Global potash demand in 2012 looks likely to total around 53 million tonnes, CFO Wayne Brownlee said in an online question-and-answer session.
“The question is, how robust is the Indian response going to be in 2013,” he said. “That is going to be the key determinant, but given where grain prices are, food prices are, given the amazing incentive farmers have right now for making a profit in the next 12 months, it looks pretty good.”
India is the second-biggest potash buyer globally, but sales slumped this year after its government lowered subsidies for potash and phosphate, making those fertilizers more expensive for Indian farmers.
Potash Corp’s range for global potash demand is not surprising but is perhaps too high, said analyst Robert Winslow of National Bank Financial.
“I would be more inclined to see the number at the lower end of the range” around 56 million tonnes, he said. “I expect what’s likely to drive that high demand, i.e. grain prices, is likely to subside from the current high levels.”
Shares of Saskatoon, Saskatchewan-based Potash Corp, the world’s biggest fertilizer maker, were up 2.2 percent in New York and 1.5 percent in Toronto around midday.
Grain prices have shot up this year due mainly to severe drought in the U.S. Midwest, offering farmers a chance to maximize profits by boosting plant yields through fertilizer.
Some analysts have predicted farmers may apply smaller amounts of nutrients for next year’s crops, expecting that lacklustre crop yields this year left some potash in the soil.
But Brownlee said U.S. farmers have little nutrient “cushion” after the drought, based on flat potash application rates for the past decade.
“You’ve got the income, the balance sheets for farmers and high crop prices,” he said. “Everything is pointing to a very robust year in the United States.”
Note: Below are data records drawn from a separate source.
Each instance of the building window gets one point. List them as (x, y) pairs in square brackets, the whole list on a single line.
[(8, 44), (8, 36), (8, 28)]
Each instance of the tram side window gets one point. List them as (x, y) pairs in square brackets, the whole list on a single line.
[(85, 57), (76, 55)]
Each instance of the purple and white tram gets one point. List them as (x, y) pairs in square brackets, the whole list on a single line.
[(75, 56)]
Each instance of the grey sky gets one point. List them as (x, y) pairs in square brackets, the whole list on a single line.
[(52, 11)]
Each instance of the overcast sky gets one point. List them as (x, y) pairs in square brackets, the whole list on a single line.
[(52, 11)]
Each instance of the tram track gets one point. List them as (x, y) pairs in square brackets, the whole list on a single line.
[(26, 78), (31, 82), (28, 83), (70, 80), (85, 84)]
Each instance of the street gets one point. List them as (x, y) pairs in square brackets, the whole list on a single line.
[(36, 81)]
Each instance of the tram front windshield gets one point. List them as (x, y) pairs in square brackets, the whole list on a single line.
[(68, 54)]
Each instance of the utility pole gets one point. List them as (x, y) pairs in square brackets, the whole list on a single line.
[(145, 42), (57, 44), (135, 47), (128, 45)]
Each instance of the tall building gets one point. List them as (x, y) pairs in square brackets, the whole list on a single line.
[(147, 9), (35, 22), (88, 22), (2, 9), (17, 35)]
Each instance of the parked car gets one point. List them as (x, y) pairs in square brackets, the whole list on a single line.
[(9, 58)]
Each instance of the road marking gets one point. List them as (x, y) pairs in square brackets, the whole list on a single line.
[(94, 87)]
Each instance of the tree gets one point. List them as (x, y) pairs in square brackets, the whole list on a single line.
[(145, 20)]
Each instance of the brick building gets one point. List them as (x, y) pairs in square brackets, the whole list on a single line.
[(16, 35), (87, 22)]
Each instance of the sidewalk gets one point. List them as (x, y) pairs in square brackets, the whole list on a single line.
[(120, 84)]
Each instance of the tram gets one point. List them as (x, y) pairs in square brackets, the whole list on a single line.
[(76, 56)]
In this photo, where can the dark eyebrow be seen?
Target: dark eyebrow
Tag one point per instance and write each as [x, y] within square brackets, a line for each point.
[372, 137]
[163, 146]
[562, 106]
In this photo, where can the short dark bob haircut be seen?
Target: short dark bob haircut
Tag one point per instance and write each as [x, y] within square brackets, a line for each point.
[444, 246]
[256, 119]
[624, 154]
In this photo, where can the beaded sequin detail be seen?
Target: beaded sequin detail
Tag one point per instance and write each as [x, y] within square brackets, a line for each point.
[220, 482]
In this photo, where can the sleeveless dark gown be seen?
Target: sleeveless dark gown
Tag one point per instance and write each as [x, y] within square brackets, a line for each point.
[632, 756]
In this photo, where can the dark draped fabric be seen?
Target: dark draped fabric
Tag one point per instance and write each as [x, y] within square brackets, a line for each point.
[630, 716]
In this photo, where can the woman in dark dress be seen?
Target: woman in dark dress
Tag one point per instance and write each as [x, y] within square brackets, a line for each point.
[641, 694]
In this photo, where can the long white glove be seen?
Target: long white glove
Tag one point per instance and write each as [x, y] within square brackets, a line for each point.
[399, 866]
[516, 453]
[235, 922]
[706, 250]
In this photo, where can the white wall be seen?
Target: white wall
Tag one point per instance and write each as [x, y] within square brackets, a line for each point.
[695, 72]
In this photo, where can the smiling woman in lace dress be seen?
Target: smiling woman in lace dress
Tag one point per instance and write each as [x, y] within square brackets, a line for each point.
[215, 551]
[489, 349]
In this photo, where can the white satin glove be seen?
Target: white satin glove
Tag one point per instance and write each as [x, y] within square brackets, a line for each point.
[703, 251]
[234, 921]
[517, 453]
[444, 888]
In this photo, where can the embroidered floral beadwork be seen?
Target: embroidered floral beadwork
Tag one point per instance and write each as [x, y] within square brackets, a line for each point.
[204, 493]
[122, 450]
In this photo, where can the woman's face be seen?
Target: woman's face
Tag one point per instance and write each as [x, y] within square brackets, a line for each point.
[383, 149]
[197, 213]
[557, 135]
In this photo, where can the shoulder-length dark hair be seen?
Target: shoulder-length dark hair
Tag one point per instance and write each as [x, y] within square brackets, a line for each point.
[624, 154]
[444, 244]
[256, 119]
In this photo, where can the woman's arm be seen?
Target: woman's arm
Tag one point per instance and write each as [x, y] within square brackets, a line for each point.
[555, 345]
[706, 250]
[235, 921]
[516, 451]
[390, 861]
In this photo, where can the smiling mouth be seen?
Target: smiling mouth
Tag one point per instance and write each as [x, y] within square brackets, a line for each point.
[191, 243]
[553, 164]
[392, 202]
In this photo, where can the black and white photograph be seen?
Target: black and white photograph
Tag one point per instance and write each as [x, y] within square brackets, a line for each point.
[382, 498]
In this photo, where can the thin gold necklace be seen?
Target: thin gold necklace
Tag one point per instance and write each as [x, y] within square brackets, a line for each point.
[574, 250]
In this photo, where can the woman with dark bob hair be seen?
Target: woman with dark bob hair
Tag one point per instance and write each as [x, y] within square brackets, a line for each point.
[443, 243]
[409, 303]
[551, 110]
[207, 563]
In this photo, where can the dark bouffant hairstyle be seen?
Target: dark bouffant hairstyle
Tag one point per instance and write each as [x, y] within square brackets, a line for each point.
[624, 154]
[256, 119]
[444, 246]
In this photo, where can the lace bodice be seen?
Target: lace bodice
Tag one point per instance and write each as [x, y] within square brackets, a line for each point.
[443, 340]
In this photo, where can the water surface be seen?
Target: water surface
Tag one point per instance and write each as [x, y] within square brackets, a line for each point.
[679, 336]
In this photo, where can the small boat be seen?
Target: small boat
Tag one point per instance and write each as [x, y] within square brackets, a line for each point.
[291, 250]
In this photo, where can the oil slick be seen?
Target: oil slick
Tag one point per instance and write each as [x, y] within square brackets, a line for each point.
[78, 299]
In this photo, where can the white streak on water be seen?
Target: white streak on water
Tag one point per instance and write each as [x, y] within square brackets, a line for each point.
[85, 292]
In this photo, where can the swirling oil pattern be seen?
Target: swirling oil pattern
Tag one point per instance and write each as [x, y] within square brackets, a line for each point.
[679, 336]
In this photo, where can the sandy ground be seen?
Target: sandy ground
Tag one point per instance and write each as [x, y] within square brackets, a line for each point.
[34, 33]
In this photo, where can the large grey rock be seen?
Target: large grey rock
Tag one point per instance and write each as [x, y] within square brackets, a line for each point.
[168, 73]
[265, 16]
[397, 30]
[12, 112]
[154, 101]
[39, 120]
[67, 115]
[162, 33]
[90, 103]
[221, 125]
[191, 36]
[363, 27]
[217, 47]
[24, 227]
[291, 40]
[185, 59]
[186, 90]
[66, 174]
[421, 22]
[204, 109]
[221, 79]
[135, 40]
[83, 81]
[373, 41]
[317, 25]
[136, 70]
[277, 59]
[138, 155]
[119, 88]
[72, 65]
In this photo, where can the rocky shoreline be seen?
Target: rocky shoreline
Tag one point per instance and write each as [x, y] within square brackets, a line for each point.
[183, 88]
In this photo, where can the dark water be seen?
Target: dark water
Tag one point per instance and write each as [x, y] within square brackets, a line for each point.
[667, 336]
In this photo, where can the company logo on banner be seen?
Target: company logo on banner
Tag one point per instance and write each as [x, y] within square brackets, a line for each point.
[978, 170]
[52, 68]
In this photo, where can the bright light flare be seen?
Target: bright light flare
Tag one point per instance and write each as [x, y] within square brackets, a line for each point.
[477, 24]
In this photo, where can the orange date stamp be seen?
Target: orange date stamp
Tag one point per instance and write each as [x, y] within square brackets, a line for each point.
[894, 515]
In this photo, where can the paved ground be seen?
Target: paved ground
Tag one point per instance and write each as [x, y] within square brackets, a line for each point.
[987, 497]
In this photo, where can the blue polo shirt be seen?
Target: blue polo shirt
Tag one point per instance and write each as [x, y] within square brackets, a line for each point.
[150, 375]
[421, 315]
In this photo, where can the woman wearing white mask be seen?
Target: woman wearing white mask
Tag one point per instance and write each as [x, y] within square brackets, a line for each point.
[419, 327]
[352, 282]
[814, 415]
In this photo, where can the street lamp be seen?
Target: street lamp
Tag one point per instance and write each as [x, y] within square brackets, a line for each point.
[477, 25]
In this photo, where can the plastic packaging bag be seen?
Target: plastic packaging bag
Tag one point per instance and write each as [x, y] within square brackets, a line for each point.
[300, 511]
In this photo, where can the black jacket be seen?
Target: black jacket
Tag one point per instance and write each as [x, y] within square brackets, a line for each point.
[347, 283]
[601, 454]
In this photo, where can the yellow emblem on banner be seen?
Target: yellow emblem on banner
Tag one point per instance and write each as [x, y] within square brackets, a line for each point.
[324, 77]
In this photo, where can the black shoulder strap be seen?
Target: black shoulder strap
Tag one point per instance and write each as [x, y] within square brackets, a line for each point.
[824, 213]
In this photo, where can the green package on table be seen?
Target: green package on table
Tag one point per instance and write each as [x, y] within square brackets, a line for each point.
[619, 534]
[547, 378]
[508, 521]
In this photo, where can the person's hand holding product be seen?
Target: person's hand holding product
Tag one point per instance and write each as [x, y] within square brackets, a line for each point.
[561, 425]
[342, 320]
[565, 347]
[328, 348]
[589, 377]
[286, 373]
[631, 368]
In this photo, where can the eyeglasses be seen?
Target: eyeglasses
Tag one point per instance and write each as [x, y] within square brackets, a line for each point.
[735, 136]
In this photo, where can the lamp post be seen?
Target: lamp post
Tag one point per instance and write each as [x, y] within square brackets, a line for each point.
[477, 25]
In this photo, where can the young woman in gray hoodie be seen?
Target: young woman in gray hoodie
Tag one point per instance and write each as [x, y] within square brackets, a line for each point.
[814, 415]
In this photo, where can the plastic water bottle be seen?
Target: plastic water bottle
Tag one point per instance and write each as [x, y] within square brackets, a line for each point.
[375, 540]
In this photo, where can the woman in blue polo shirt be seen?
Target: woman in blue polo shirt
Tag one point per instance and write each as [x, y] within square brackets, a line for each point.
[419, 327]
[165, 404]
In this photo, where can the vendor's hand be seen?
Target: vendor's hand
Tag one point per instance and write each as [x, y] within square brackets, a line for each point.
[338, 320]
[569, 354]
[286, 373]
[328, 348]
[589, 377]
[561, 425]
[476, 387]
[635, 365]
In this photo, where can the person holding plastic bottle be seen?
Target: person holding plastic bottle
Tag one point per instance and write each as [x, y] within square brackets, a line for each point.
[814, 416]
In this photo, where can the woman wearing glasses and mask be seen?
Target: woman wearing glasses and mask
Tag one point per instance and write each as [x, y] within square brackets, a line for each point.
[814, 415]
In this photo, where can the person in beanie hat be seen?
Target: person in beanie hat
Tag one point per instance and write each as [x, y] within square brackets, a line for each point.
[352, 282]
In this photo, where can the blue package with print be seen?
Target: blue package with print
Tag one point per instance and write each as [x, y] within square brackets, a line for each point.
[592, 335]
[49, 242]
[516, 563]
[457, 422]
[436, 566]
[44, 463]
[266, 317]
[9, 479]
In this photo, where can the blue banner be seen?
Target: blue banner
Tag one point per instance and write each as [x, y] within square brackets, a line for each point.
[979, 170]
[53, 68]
Canpotex Ltd, the marketing agency that sells Saskatchewan potash to offshore markets on behalf of Potash Corp, Mosaic Co and Agrium Inc , will hold discussions in the next week or two with Chinese buyers on a supply contract for the second half of 2012, Brownlee said.
But Brownlee said he was not sure if they would agree on a contract in September.
A new contract between Canpotex and Indian buyers is also expected in the second half, but Brownlee said India’s politics make the situation difficult to predict.
Most of Potash Corp’s production comes from the Western Canadian province of Saskatchewan, which is home to an estimated 40 percent of global potash reserves.
The Saskatchewan government depends on potash for hundreds of millions of dollars in royalties annually, and has said it may change its royalty formula to lean more heavily on production levels than it currently does.
“We’re not overly worried about that,” Brownlee said. “There’s not been an indication that there will be a revenue grab coming at us at all, and if anything it would be more of a finessing or fine-tuning ... to still get the investment but also perhaps generate a bit more stability for the government.”
Along with expansions by existing players, Germany’s K+S AG and BHP Billiton Ltd have started work on new mines. Saskatchewan is concerned that too much new production will pressure potash prices, which may reduce its royalty take.
Potash Corp does not expect “meaningful capacity” from new potash mines in the next five years, Brownlee said.